Sorcerer's Apprentice syndrome

Last updated January 28, 2025

Sorcerer's Apprentice syndrome (SAS) is a network protocol flaw in the original versions of TFTP. It was named after Goethe's 1797 poem "Der Zauberlehrling" (popularized in the US by the "Sorcerer's Apprentice" segment of the 1940 animated film Fantasia ), because the details of its operation closely resemble the disaster that befalls the sorcerer's apprentice: the problem resulted in an ever-growing replication of every packet in the transfer.

Technical background

TFTP operates in simple lock-step: there is only ever one packet outstanding at any time, and every packet received by either party caused one packet to be sent in reply (until the termination of the transfer). The TFTP specification said that any time any packet was received, the receiver was required to send the appropriate reply packet. Thus, the receipt of a block of data triggered the sending of an acknowledgement, and the receipt of an acknowledgement triggered the sending of the next data block.

TFTP also, like all protocols designed to operate across an unreliable network, includes timeouts. After sending a packet, it expects a reply, so it starts a timer. If the timer expires with no reply received, it takes some action; typically re-sending the original packet.

Details

SAS occurred when a packet was not lost in the internetwork, but rather simply delayed, and later successfully delivered, after a timeout had occurred (on either side).
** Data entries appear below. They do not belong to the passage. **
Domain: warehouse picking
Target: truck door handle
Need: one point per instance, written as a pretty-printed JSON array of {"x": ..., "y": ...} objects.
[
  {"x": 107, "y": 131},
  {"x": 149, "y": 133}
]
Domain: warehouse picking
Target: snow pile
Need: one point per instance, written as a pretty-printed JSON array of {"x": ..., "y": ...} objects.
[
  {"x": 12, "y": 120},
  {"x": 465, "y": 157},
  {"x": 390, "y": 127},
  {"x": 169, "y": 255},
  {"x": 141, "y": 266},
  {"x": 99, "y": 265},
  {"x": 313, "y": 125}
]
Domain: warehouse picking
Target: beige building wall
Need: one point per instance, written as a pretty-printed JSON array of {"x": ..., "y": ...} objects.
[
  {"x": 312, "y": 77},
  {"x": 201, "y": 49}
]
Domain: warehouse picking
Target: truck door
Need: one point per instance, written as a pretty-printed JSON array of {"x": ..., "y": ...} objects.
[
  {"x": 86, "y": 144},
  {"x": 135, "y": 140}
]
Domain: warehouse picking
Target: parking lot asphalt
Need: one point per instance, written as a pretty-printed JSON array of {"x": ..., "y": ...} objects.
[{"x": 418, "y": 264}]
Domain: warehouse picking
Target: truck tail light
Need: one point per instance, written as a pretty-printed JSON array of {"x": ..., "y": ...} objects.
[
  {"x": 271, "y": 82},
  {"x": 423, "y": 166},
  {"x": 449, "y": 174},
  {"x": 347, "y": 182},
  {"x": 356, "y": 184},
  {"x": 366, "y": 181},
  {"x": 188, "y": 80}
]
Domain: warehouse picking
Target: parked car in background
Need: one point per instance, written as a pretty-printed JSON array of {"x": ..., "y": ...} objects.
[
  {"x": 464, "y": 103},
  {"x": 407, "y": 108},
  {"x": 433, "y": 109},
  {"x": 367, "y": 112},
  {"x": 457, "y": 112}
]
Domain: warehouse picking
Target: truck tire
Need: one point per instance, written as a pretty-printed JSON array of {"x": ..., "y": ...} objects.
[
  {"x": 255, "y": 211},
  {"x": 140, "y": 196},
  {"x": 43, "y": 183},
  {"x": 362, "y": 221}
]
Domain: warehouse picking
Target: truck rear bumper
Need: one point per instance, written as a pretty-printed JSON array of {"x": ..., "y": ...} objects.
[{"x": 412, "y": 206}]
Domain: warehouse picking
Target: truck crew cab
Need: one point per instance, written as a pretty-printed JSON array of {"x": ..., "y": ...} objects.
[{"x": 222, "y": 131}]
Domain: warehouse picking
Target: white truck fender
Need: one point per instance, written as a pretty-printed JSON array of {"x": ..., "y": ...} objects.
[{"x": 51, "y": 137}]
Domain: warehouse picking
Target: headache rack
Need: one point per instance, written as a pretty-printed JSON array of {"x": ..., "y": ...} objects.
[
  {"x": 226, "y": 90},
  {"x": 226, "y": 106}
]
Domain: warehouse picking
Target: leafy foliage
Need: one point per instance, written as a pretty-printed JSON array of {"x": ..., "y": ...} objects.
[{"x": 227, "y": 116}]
The timeout causes a second copy of the previous packet to be sent to replace the "lost" packet. However, the first copy was not lost, and since, according to the TFTP specification, receipt of any packet always forced the generation of a reply packet, two replies were generated (one to each copy). Those forced the generation of two replies to them, and so on. A typical scenario was as follows:

Computer S (source) sends data block X to computer D (destination)
Computer D receives block X, and sends an acknowledgement for X back to S
The packet containing the acknowledgement for X is delayed in the internetwork
Computer S times out, and resends data block X to D
Computer S receives the delayed acknowledgement for X, and sends data block X+1
Computer D receives the second copy of block X, and sends another acknowledgement for X back to S
Computer D receives block X+1, and sends an acknowledgement for X+1 back to S
Computer S receives the second acknowledgement for X, and sends a second copy of data block X+1
Computer S receives the acknowledgement for X+1, and sends data block X+2
Computer D receives the second copy of block X+1, and sends another acknowledgement for X+1 back to S
Computer D receives block X+2, and sends an acknowledgement for X+2 back to S

It will be seen that at this point the situation is now stable, and repeats; every packet from then on is duplicated (that is, two identical copies are sent across the internetwork).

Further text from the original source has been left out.